The gossipy anonymous letters reminded me of “Bridgerton.” Did you watch that?

I watched it after. Yes, I did. It’s funny, I wrote a little article about what it had in common with “Bridgerton” and “Gossip Girl.” I mean, I think all fiction is kind of gossip in a sense. Like you’re basically kind of gossiping anonymously when you write fiction, even if you’re not writing about people that you know, to some degree ... And, you know, there is something fun and liberating about being able to say whatever the hell you want with zero repercussions.

I know you answered this question in other interviews, but if this was made into a movie, who would you want to play the leads?

Well, it’s funny, I have all these ideas for who I would want to play the lead, but they’re all like 30 years ago. I had Harry as a John Krasinski, someone sort of goofy, attractive and intellectual. And Maya Rudolph ... physical humor, she has the hair. Bells is always talking about how big her hair is. That’s the smart, funny energy I think she’d have.

When did you decide to start blogging about parenting?

I used to journal as a kid. I journaled up until I think I started having kids. And I had five kids in eight years, and I stopped. I didn’t even baby-book. I have pathetic little baby books, but I was never one of those people. Maybe for my first, I clipped his hair. And it wasn’t very me, to be honest. And I didn’t have the time, at least I didn’t make the time. I started a blog when I was pregnant with my fourth, I think, and all these crazy things were happening and everyone was like, “You have to write these funny stories down.” And so I did and it kind of turned into a journal of parenting ... My 19-year-old was just saying, “You know, I’ve been reading the blog lately and wow, you really put up with a lot.”

In the book, Bells reads the comments she receives on her blog. What are some comments you’ve gotten that stood out?

The overwhelming comments I got were really more like, “You’re saying what everyone’s thinking. It is very difficult. It is very unforgiving. I do feel bad.” ‘Cause there are these blogs that are very sort of rosy. She kind of makes fun of that too. Mine wasn’t depressing. It was always funny. It was never one of those parenting blogs that really expose the underbelly of parenting. It wasn’t so much about the kids, but about all of my misfires parenting. And I think a lot of people felt like, “Oh, I get this.” And so a lot of those comments. And sometimes I would get snarky comments judging me for not enjoying having dinner with my kids particularly ... I don’t want to have dinner with you, I’ve been with you all day. The comments were like “What kind of mother are you?” And I’d be like, “Well, I guess this kind.”
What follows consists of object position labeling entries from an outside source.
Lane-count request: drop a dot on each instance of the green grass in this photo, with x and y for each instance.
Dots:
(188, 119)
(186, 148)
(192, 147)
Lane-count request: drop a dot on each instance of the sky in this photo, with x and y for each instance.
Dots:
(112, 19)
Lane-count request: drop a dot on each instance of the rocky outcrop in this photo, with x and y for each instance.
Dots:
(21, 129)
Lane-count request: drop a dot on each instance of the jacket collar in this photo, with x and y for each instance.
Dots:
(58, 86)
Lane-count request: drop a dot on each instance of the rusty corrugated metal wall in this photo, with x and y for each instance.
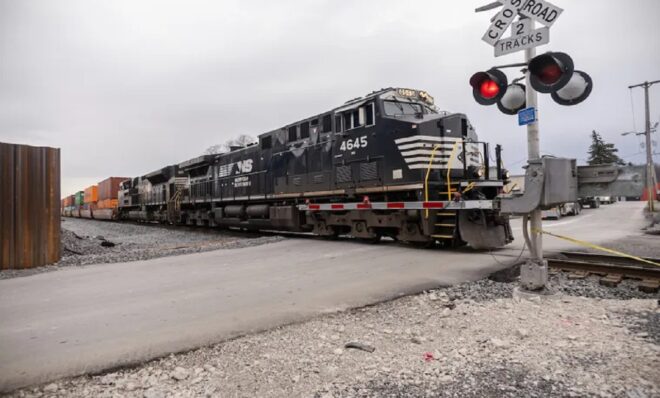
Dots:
(29, 206)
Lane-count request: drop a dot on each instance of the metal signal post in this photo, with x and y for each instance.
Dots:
(534, 274)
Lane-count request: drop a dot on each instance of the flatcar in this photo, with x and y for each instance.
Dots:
(386, 164)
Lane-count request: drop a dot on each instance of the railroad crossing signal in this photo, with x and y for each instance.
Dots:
(554, 73)
(550, 73)
(488, 87)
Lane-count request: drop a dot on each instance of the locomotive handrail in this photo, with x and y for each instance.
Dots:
(426, 179)
(451, 157)
(428, 172)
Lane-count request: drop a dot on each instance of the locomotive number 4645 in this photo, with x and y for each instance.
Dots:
(350, 144)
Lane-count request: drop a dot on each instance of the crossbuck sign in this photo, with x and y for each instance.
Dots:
(522, 36)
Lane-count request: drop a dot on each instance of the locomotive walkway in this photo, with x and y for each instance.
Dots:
(94, 318)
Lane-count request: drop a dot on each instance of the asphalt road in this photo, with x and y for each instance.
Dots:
(81, 320)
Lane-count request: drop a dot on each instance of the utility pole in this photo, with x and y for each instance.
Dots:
(650, 169)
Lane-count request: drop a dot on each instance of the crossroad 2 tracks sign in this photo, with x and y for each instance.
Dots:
(522, 36)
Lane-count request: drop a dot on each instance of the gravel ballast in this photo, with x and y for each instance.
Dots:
(87, 242)
(469, 340)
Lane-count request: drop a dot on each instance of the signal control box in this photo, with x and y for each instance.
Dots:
(549, 181)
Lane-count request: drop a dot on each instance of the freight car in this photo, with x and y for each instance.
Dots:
(386, 164)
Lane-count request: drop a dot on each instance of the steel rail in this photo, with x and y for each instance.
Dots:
(602, 268)
(608, 259)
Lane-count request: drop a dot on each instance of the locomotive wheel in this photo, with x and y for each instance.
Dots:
(372, 241)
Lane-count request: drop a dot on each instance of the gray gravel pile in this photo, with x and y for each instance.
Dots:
(87, 242)
(438, 344)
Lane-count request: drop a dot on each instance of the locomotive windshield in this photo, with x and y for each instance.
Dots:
(399, 108)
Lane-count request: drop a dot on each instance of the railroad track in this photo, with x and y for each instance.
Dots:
(611, 269)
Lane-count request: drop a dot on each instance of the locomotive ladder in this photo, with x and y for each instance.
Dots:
(444, 225)
(174, 206)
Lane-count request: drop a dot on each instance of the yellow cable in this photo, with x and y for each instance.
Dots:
(469, 186)
(593, 246)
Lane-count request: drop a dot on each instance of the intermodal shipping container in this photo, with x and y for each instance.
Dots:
(91, 194)
(79, 198)
(107, 204)
(109, 187)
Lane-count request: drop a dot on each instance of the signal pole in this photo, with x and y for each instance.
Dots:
(650, 170)
(534, 273)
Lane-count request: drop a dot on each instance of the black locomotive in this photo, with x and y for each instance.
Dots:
(386, 164)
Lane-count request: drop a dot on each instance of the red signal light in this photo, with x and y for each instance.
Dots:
(489, 89)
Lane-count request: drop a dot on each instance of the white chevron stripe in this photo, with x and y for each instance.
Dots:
(419, 145)
(427, 138)
(438, 153)
(423, 166)
(427, 159)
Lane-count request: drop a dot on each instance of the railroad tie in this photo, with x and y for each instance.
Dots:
(611, 280)
(649, 285)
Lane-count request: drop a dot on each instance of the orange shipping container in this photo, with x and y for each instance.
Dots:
(68, 201)
(109, 187)
(91, 194)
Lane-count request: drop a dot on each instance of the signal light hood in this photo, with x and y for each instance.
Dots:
(488, 87)
(550, 72)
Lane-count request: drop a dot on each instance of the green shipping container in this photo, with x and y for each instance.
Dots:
(80, 198)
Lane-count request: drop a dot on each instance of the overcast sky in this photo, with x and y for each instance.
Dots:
(125, 87)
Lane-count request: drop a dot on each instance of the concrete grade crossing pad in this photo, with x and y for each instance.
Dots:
(89, 319)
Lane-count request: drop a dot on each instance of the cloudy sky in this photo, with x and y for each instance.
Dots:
(127, 86)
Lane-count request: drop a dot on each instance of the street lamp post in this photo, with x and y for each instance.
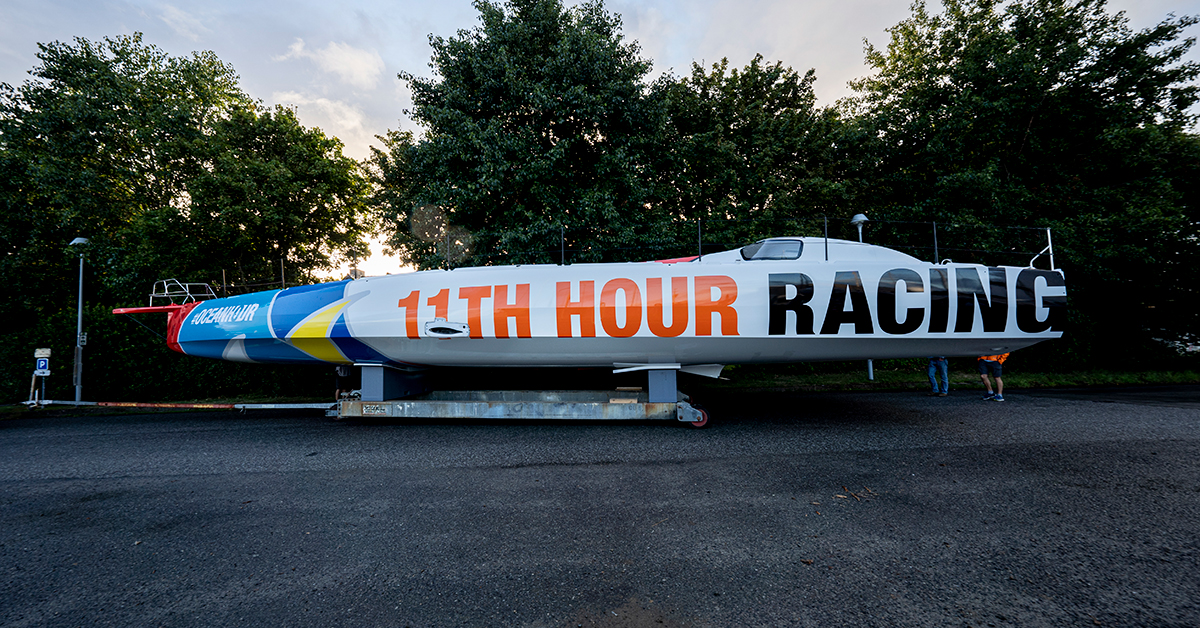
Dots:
(858, 220)
(79, 340)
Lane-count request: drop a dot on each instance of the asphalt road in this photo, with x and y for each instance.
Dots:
(1080, 508)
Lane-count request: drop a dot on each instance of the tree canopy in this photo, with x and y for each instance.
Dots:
(539, 118)
(169, 171)
(1045, 113)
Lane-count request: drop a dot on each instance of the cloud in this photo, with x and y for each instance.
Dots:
(355, 66)
(183, 23)
(336, 118)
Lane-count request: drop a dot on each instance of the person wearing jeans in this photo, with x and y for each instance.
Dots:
(939, 376)
(993, 365)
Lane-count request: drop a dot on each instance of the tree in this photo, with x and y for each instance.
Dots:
(751, 155)
(1045, 113)
(103, 133)
(539, 124)
(169, 169)
(269, 190)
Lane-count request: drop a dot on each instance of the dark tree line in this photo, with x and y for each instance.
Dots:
(169, 171)
(541, 125)
(544, 139)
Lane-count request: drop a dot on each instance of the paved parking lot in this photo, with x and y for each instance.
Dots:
(1077, 508)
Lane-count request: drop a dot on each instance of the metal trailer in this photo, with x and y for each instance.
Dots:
(527, 405)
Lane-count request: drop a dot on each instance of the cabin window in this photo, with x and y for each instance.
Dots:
(773, 250)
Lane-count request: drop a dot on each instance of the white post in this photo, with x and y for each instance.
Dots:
(78, 365)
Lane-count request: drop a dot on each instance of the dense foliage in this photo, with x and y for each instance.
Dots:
(539, 119)
(544, 139)
(994, 120)
(169, 171)
(1048, 113)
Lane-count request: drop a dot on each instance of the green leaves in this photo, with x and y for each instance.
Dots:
(1045, 113)
(539, 121)
(171, 171)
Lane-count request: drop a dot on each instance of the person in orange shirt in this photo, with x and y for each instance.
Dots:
(993, 365)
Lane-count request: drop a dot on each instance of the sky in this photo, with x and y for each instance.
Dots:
(336, 61)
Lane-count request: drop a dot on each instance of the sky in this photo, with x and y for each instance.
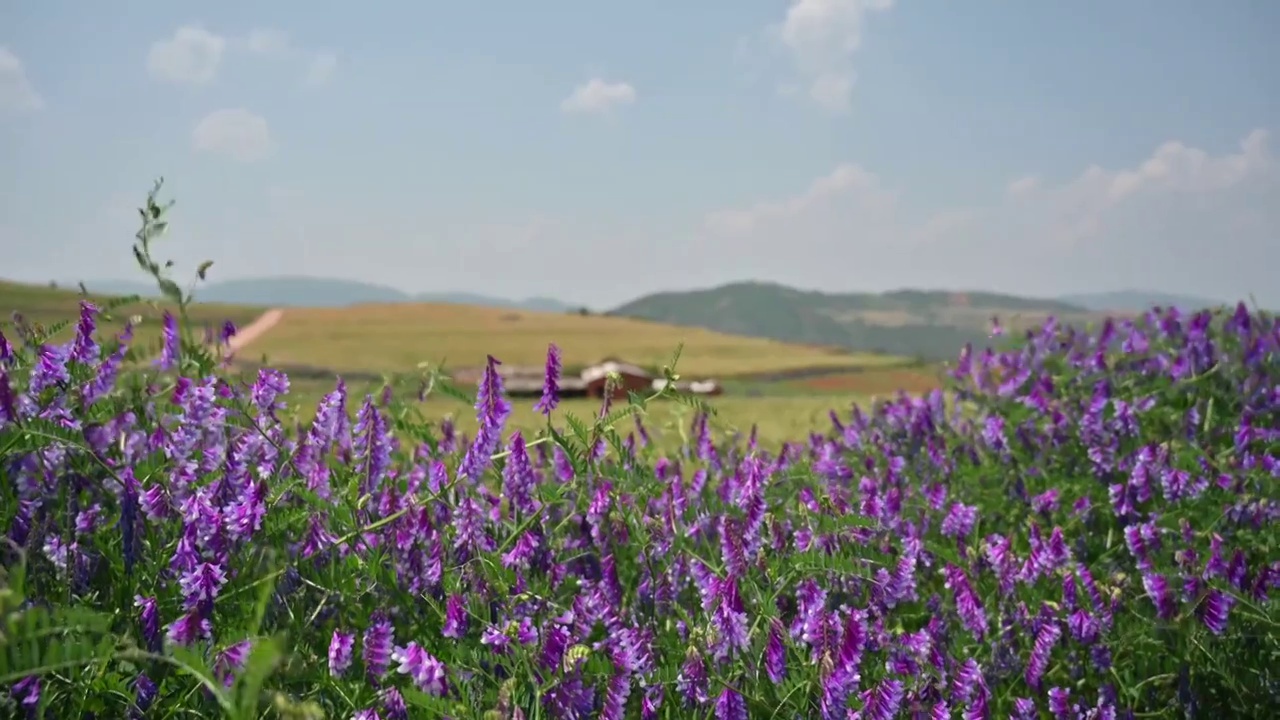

I also read that you own chickens.

My God, it’s gotten so out of hand. I’m up to 13 chickens. I live in Riverdale. There is a yard; we have yards up here ... They’re lovely. I’m a little obsessed with them.

What books are on your nightstand now?

“A Special Place for Women” by Laura Hankin, I’m reading that next. I just read “Malibu Rising” by Taylor Jenkins Reid. Then a nonfiction by Louis Menand about culture in America. I kind of mix it up. Also, I do like a good celebrity memoir, so I think I also have Andrew McCarthy’s book on my nightstand.

I interviewed Andrew for this column for his book “The Longest Way Home!” In your acknowledgements, you thank the writing community. What can you tell us about how other writers support your work?

I mean, often it’s just a matter of reposting something that you’ve written ... to writing a blurb for your book or offering to do a Q&A with you in the middle of the pandemic when everyone’s got kids at home.